事務所のドアをたたき、返事を待たずに引き開けると、思ったとおり田村と呼ばれた怖い顔のオッサンが顔を出した。飯田の顔を見た途端、まさか本当に来るとは思っていなかった様子で、田村は大きく目を見開いた。凄んでいるときには気付かなかったが、案外目がクリクリしていて可愛いじゃないか、などと、飯田は関係の無い事を考えていた。
「予定通り止めに来たぜ。社長さん、居る?」
飯田が本来使うはずも無い腰道具をチラつかせながら不敵に笑うと、田村は「待ってろ」とドスの利いた声で言い捨てて、奥へ引っ込んだ。

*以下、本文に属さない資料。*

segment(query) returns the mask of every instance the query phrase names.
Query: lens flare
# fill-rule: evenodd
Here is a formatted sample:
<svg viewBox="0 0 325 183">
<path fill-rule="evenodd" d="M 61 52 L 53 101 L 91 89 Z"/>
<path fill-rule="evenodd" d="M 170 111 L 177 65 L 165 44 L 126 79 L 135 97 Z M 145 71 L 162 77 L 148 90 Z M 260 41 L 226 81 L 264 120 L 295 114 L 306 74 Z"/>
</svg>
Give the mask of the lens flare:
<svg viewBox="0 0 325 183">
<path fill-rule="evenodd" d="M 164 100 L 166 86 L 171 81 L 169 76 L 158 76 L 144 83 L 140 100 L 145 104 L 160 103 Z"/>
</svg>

三人は事務所の入り口付近に緊張しながら突っ立っていた。すると、今彼らが入ってきた背後のドアから、女社長が姿を現した。光沢のある黒のタイトなワンピースを着ている。まだ五月だと言うのに胸元が信じられないくらいに開いているデザインだ。坂井の目は女社長の胸元から離れなくなってしまったようだった。彼女の後ろから、茶髪の若い美青年が付き従い、後ろ手にドアを閉めた。カチャッとカギが掛かった音がして、ようやく坂井の視線が女社長の胸元から逸れた。

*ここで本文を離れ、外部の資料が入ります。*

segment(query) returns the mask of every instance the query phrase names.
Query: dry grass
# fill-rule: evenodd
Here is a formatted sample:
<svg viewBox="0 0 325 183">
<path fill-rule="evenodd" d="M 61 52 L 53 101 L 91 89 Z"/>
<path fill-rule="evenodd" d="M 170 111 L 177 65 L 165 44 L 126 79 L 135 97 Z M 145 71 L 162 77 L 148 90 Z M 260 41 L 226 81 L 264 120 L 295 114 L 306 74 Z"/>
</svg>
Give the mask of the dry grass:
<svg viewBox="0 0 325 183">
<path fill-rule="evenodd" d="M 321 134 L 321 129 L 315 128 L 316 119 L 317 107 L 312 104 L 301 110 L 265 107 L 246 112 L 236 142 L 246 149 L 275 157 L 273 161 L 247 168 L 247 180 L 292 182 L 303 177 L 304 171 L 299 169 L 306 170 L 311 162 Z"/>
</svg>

「ど、どうして、カギを?」慌てる坂井を無視して、女社長は飯田の顔を見据えた。
「ホントに来ちゃったんだ。ふふふ……」
女社長は妖艶に笑うと、飯田の唇に人差し指で軽く触れた。なにやら妖しい雰囲気に、岩佐と坂井が一歩後ずさる。
飯田は無表情のままで言った。
「小切手が不渡りになったぞ。今、現金で支払ってくれるなら、間に合うが……。ダメなら止まるぜ、電力が」
「そんなことはさせないわ。ここから出れなきゃ、作業も出来ないでしょう?」
女社長は、飯田の腰道具にチラリと目をやると言った。
その時、坂井の携帯が鳴った。田村がギロリと睨みを利かせる中、坂井はおどおどと電話に出た。事務所内の全員の目が坂井に集中する。
「はい、はい……ちょっと待ってください。今、確認します」
そう言うと、坂井は飯田の背中をつついて言った。
「で? 支払いは……?」
飯田がニヤリとする。不穏な気配を感じたのか、女社長の顔が険しくなった。
「課長、どうやら払ってくれないらしいですよ。外に居る作業グループの方にそう伝えてください」
飯田がしゃべり終わるか終わらないかのうちに、女社長がわめきだした。
「ちょっと! 作業グループってなによ! あんたが止めるんじゃないの?」女社長は坂井の手の中の携帯を奪い、床にたたきつけると飯田に向かって叫んだ。
「冗談じゃないわ。営業妨害よ! 田村、メンバーを全員呼びなさい!」
そのとき、フッと事務所の電気が消えた。
ミコトと丹羽がパチンコ店グランドホールに到着したときには、店内は修羅場と化していた。店の駐車場にはパトカーが三台と帝都電力の高所作業車、そして作業用トラックが二台、さらに軽自動車数台がズラリと並んでいる。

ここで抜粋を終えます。